Search code examples
pythonsqlitedatepeewee

How to extract correct data from Sqlite database using Python?


I have a database of people names and their birthdays. The format of birthday is mm/dd/yyyy, like "3/13/1960".

I want to extract a list of people who are born after a specific date. I called this date "base".

The program that you see below, firstly creates a DB of people (to simulate the real DB that I want to work with), and then extracts the required list. The problem is that the result is not as I expect:

import datetime as dt
import peewee as pw
db = pw.SqliteDatabase('people1.db')

class Person(pw.Model):
    name = pw.CharField()
    birthday = pw.DateField(formats=['%m/%d/%Y'])
    class Meta:
        database = db # This model uses the "people.db" database.

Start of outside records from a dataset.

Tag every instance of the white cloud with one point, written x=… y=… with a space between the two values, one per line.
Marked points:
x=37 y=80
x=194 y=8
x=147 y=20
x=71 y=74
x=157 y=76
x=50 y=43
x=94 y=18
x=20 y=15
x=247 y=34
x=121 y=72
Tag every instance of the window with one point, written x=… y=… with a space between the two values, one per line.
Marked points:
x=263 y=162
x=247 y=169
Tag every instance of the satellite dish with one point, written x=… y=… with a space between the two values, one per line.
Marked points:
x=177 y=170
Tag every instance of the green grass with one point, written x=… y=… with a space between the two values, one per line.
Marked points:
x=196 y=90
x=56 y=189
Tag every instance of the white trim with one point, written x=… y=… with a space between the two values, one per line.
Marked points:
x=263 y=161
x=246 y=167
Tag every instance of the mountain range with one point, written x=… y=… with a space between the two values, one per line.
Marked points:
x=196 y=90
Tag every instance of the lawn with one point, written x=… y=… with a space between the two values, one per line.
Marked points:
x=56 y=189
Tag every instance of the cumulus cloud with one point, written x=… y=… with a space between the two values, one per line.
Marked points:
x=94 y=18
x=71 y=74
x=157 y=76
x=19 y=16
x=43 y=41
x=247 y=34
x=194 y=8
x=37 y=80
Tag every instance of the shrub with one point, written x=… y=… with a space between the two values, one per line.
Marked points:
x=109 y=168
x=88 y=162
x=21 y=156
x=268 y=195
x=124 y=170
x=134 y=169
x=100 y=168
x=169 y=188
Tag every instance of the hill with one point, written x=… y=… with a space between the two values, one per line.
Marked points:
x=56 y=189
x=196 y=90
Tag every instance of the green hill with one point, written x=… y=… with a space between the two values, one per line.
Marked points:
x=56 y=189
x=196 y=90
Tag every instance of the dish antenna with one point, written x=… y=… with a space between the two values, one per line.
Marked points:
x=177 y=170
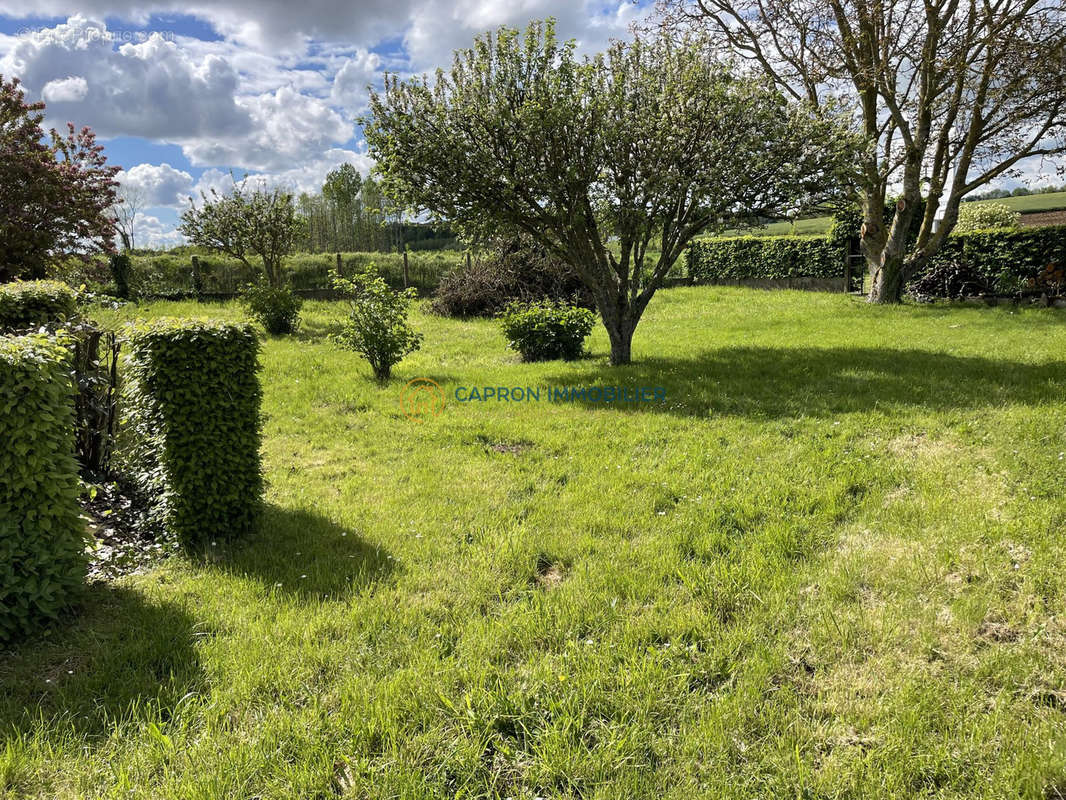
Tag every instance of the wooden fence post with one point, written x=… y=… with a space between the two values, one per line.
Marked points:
x=197 y=278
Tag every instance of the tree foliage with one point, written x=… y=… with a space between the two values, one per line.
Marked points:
x=55 y=190
x=596 y=159
x=949 y=94
x=244 y=223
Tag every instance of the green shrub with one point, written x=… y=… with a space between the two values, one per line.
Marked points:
x=754 y=257
x=42 y=537
x=985 y=216
x=510 y=270
x=1006 y=261
x=376 y=326
x=30 y=304
x=120 y=267
x=547 y=330
x=275 y=309
x=192 y=401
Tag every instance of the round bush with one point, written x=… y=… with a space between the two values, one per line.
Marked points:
x=275 y=309
x=547 y=330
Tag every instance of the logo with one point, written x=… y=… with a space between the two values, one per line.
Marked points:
x=422 y=398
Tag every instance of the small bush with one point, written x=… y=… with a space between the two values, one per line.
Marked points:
x=547 y=330
x=42 y=538
x=29 y=304
x=376 y=326
x=275 y=309
x=510 y=270
x=985 y=217
x=192 y=398
x=120 y=267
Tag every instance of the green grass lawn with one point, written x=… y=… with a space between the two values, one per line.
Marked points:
x=1029 y=203
x=829 y=565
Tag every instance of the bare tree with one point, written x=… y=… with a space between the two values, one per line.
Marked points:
x=950 y=95
x=129 y=202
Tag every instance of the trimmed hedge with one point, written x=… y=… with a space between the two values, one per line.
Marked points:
x=42 y=537
x=1007 y=260
x=192 y=401
x=30 y=304
x=748 y=257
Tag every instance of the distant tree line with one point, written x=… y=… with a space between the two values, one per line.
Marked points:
x=1018 y=192
x=352 y=213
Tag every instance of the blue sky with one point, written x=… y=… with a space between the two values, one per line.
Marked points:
x=186 y=94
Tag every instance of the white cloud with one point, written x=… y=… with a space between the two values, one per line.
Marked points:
x=151 y=90
x=150 y=232
x=159 y=185
x=287 y=129
x=190 y=96
x=71 y=89
x=275 y=95
x=307 y=177
x=351 y=81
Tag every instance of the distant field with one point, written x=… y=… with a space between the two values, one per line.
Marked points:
x=828 y=566
x=821 y=224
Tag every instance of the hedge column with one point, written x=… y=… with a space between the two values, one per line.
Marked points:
x=193 y=399
x=42 y=537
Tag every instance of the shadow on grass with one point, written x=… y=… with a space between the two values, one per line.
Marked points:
x=119 y=656
x=305 y=554
x=789 y=382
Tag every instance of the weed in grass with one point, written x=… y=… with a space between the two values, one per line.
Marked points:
x=828 y=565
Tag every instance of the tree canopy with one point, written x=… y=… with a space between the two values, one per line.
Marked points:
x=601 y=160
x=55 y=190
x=246 y=222
x=949 y=95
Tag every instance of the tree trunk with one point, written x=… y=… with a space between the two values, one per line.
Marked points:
x=622 y=341
x=888 y=282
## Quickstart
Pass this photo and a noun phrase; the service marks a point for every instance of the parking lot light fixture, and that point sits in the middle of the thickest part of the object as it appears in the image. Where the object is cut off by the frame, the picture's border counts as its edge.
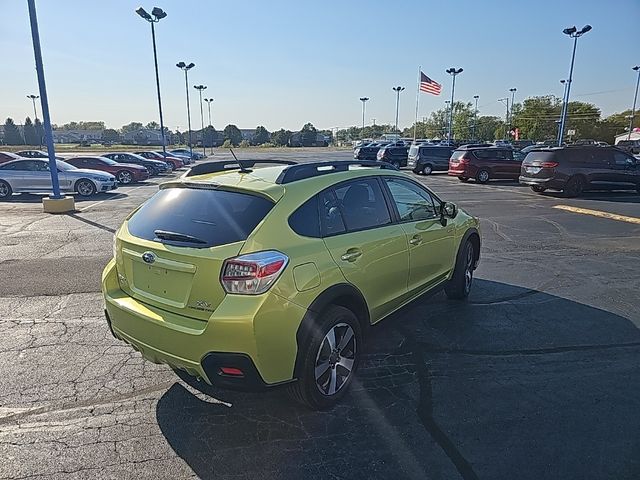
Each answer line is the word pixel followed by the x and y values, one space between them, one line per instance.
pixel 185 68
pixel 454 72
pixel 574 33
pixel 157 14
pixel 200 88
pixel 635 98
pixel 397 89
pixel 364 101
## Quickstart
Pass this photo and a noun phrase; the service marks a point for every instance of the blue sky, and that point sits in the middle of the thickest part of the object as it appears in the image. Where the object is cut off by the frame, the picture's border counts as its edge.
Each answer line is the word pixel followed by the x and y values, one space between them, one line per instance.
pixel 282 63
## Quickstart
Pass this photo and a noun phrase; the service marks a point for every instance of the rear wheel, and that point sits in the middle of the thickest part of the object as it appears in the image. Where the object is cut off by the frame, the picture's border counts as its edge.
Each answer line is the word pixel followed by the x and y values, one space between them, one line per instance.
pixel 459 286
pixel 85 188
pixel 329 359
pixel 5 190
pixel 427 169
pixel 573 187
pixel 124 176
pixel 483 176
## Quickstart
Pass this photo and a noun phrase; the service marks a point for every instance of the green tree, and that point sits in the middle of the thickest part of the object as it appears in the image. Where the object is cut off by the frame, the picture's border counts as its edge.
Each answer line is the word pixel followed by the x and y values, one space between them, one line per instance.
pixel 29 133
pixel 260 136
pixel 281 137
pixel 130 127
pixel 39 131
pixel 12 135
pixel 209 136
pixel 110 135
pixel 233 134
pixel 308 135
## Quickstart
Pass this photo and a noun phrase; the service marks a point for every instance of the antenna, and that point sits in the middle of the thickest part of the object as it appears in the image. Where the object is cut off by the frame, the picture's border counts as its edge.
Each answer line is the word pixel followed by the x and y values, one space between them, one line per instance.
pixel 243 168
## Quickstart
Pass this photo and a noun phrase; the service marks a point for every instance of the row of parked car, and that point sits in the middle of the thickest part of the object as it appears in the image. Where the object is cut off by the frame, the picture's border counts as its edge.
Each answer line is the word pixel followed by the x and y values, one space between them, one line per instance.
pixel 28 171
pixel 570 168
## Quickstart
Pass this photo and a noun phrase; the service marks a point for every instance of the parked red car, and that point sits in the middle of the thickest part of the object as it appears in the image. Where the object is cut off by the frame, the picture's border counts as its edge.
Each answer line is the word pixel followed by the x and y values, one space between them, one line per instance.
pixel 484 164
pixel 124 172
pixel 174 161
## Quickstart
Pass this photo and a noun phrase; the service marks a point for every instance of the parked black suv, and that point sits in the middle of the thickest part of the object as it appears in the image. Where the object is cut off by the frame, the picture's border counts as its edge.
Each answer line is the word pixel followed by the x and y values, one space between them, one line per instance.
pixel 574 169
pixel 425 159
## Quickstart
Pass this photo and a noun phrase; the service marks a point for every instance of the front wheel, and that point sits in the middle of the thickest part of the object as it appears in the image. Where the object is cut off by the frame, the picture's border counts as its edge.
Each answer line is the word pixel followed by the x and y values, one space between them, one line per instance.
pixel 329 359
pixel 459 286
pixel 85 188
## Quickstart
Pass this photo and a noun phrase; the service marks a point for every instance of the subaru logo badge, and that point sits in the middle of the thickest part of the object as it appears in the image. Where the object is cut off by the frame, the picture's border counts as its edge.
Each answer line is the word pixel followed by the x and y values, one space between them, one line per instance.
pixel 148 257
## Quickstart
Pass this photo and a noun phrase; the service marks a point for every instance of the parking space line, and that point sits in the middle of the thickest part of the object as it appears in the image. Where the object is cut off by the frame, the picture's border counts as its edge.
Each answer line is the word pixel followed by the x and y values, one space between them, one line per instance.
pixel 598 213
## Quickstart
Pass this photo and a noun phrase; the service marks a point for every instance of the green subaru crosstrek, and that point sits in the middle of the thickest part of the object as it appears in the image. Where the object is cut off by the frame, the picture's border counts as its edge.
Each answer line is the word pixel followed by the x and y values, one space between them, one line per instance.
pixel 250 277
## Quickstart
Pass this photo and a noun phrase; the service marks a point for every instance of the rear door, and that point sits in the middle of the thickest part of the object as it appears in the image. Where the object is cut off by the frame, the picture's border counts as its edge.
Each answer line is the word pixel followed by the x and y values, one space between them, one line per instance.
pixel 183 275
pixel 370 250
pixel 430 243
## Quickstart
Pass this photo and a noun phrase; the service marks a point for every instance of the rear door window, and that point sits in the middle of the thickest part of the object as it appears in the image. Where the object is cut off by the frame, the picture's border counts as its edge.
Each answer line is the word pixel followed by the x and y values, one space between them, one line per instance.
pixel 198 218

db.create_tables([Person])


bob0 = Person(name='Bob0', birthday='4/13/1940')
bob1 = Person(name='Bob1', birthday='5/13/1950')
bob2 = Person(name='Bob2', birthday='3/13/1960')
bob3 = Person(name='Bob3', birthday='3/13/1970')
bob4 = Person(name='Bob4', birthday='3/13/1980')
bob5 = Person(name='Bob5', birthday='3/13/1990')

base = Person(name="base", birthday='3/13/1960')

bob0.save()
bob1.save()
bob2.save()
bob3.save()
bob4.save()
bob5.save()
base.save()

for item in Person.select().where(Person.birthday > base.birthday):
    print item.name , item.birthday

Output:

>>> ================================ RESTART ================================
>>> 
Bob0 1940-04-13
Bob1 1950-05-13
Bob3 1970-03-13
Bob4 1980-03-13
Bob5 1990-03-13
>>> 

As you see above, base = 3/13/1960. So I shouldn't have Bob0 and Bob1 in output! How can I handle it?

Note that, I don't want to change the format of birthdays in the database. I also don't want to fetch all the rows and check them later! I want to fetch the required rows only.


Solution

  • You can use sqlite3.Connection.create_function to specify your own sqlite function that will transform your dates into something that can be lexicographically sorted:

    import datetime as dt
    import peewee as pw
    
    # custom sqlite function to reformat our date string
    def _sqlite_reformat_date(unfortunate_date_string):
        return dt.datetime \
            .strptime(unfortunate_date_string,'%m/%d/%Y') \
            .strftime('%Y-%m-%d')
    
    # Subclass pw.SqliteDatabase to add our custom sqlite function
    class MySqliteDatabase(pw.SqliteDatabase):
        def __init__(self, *args, **kwargs):
            super(MySqliteDatabase, self).__init__(*args, **kwargs)
    
        def _add_conn_hooks(self, conn):
            conn.create_function('reformat_date', 1, _sqlite_reformat_date)
            super(MySqliteDatabase, self)._add_conn_hooks(conn)
    
    db = MySqliteDatabase('people1.db')
    
    # ...
    # Your model definition and data inserts from your example above
    # ...
    
    rd = pw.fn.reformat_date # Use our custom sqlite function
    for item in Person.select().where(rd(Person.birthday) > rd(base.birthday)):
        print item.name , item.birthday
    

    Although this approach will 'fetch the required rows only' it will still run this python function for every row! It is little better than just fetching all the rows in doing the date comparison in python, it may even be slower!

    However the _sqlite_reformat_date function could be refactored to be much faster and its nice to know how easy it is to add a custom function into sqlite.